Theo Hupfauer (17 July 1906 – 31 August 1993) was a German politician and a senior civil servant of the Nazi Party. In accordance to the Adolf Hitler’s will, he was appointed the Reich Minister for Labour, although this only lasted five days when Franz Seldte again took over.

== Early life ==

Hupfauer was born on 17 July 1906 in Dellmensingen, which was then part of the German Empire. In 1920, at 15 years old, he joined a right-wing youth group led by Adolf von Trotha. He originally wanted to become a sports journalist, but switched to wanting to become a lawyer after his uncle, who was a lawyer in the United States, returned to Munich. Thus, he started attending League of Nations meetings, listening to speeches by Gustav Stresemann and Aristide Briand and inspired to move temporarily to the United States to work as a lawyer. He then studied law in Geneva and Lausanne in Switzerland, receiving his doctorate in 1932 from the University of Würzburg.

== Nazi career ==
He joined the Nazi Party in 1930. In 1935 he was staff chairman in the Main Office of the National Socialist Factory Cell Organization, a workers organization. In 1936 he became of the Office of the German Labour Front. He rose through the ranks in the DAF, becoming Head of the Office for Social Arbitration. During this time, he ran for a seat in the Reichstag, but did not receive a mandate. In 1942, he was appointed DAF's liaison to the Ministry of Armaments. As liaison, he represented the DAF in trying to get the removal of air-raid damage, working with Albert Speer.

In addition to his career as a civil servant during this time, he joined the military. He reached the rank of Sturmbannführer in the Reichsführer-SS. He was the commander at Ordensburg Sonthofen until 1943.

By December 1944 he was head of the Central Office of the Ministry of Armaments. On 29 April 1945, Adolf Hitler signed his will, which came into effect the next day when he committed suicide making Hupfauer the Reich Minister for Labour. On 5 May Franz Seldte took over again in the Flensburg Government, the last Nazi government. After the war, he was interned at Kransberg Castle alongside many other Speer associates.

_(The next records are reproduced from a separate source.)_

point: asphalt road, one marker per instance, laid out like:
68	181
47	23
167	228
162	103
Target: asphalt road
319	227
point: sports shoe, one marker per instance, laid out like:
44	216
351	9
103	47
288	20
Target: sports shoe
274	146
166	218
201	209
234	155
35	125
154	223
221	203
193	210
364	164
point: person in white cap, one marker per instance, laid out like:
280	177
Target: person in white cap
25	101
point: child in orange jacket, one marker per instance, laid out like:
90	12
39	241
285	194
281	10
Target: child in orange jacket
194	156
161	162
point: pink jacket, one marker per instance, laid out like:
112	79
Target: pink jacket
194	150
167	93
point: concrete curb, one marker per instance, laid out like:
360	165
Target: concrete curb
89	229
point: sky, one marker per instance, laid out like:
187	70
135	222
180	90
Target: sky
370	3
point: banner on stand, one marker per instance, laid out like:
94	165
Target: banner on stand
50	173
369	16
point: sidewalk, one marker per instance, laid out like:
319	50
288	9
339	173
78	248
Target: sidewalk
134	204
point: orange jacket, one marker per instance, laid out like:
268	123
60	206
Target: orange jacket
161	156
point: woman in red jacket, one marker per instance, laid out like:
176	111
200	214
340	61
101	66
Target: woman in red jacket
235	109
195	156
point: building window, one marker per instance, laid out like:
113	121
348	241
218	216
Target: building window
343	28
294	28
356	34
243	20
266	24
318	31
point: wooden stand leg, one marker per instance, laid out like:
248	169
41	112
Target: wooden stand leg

== Witness at the Nuremberg trials ==
Hupfauer played an important role in the Nuremberg trials as a defense witness. He was extensively interrogated in July 1946, when Albert Speer was on trial, about his role in DAF and the Ministry of Armaments. He stated that membership in the DAF was not forced, but it was recommended since it took over the role of trade unions. He also testified when asked by Robert Servatius about how the DAF functioned, including how many of the DAF were politically active leaders. Later on, when prompted about knowledge of the atrocities committed by the SS, he said that some details were known but that this was "decisively suppressed" until after the trials.

== Later life ==
Throughout Hupfauer's later years, he remained a close friend to Albert Speer. After the war, when Speer and Rudolf Wolters friendship had deteriorated after his letter in November 1966, Hupfauer arranged meetings every Friday evening with other associates of Speer's in order to "build bridges".